The recent Veterans Day got more media notice than usual as the 100th anniversary of Armistice Day, its earlier form, created to commemorate the ending of World War One. That war was demoted to just another world war from the “Great War” when it turned out not to be the “war to end all wars.”
It is hard to find an account of WWI that doesn’t point out its most salient feature: the utter waste and purposelessness of it. 12 million lives thrown away. (Nothing, of course, to the 70-odd million lost in the war it failed to prevent.) Huge suffering from the most horrible weapons and methods of fighting (gas, flamethrowers, disgusting trench warfare) for , it would seem, nothing. Or certainly not enough.
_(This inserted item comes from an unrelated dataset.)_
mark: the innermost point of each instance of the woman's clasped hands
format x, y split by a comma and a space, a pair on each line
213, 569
And the ending to that war was the most tragic, disgraceful day of that disgraceful war. The newspaper articles told about deaths right up to and after the agreed-upon ending. The 10,000 or more deaths the final day were more than in all of WW2’s D-day invasion.
It’s a terrible thing for a young life to be lost in a war. Ultimate sacrifice indeed. But for that war to be widely considered, by many even at the time, useless, and eminently avoidable?
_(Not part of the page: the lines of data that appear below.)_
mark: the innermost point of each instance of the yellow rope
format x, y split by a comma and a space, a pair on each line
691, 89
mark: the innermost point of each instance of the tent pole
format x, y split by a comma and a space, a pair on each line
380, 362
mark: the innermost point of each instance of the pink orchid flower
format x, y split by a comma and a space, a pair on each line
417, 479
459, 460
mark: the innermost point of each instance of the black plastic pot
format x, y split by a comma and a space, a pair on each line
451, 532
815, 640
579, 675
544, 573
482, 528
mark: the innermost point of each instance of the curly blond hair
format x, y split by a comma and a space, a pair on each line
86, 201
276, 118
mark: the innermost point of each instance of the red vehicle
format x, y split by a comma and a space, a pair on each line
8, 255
Writing after WW1, Winston Churchill wrote with irony about his early, pre-WW1 warrior years, in which he eagerly sought an opportunity to prove himself upon the glorious battlefield of a war, any war. It had been the last time, he and others thought, when when such a romancing of war was possible.
Armistice Day was in 1954 changed to Veterans Day, switching the emphasis from that terrible war to veterans of all wars, although perhaps most people at the time had in mind the victors of WW2, widely seen in contrast to WW1 as both necessary and of course successful. .
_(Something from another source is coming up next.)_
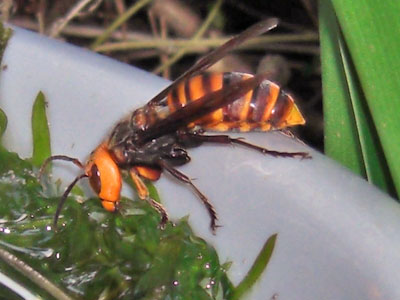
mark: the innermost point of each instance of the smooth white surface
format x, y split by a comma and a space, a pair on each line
338, 236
It’s good to see newspaper articles about the Armistice Day origins of Veterans Day. Unfortunately, they tell it as ancient history. But America’s wars from the Vietnam War on, while not of the same scale, have a lot in common with WW1: suspect raison d’etre (“domino theory,” “weapons of mass destruction,” etc), dubious goals, disapproved of at home at least for much of their duration, experienced as morally and psychologically damaging by many participants.
The desire to honor the service of veterans is completely understandable. But there is something crazy-making and morally confused in Veterans Day’s determination to honor and praise the warrior separate from the meaning of the war. It seems part of a post-Vietnam era effort to redeem the experience of those doing the dubious work of wars that most of us believe we shouldn’t be fighting.– to make participant-victims feel more like patriotic heroes.
Courage is exhibited on all sides of all wars, good or bad. But courage is not necessarily heroic. Heroism, according to Merriam-Webster, is courage “especially as exhibited in fulfilling a high purpose or attaining a noble end.” (911 first responders going into a doomed building to save lives comes to mind.) Heroism in this sense is not really possible in a morally compromised and unnecessary war.
The late John McCain seems an exception to this, his story of great courage under terrible circumstances made even more poignant as part of a war widely deemed not worthy of his sacrifice. It’s an exception that proves the rule. His experience was hardly typical of that war. There were many brave draftees and volunteers, but as we know from many firsthand accounts (and credible movies), the typical experience was hardly meaningful, let alone patriotically heroic. And not just because of the greeting they got on returning home.
We could do with a return to the sober spirit of the original Armistice Day as a day of reflection on peace and avoidance of wars not worthy of those who fight them.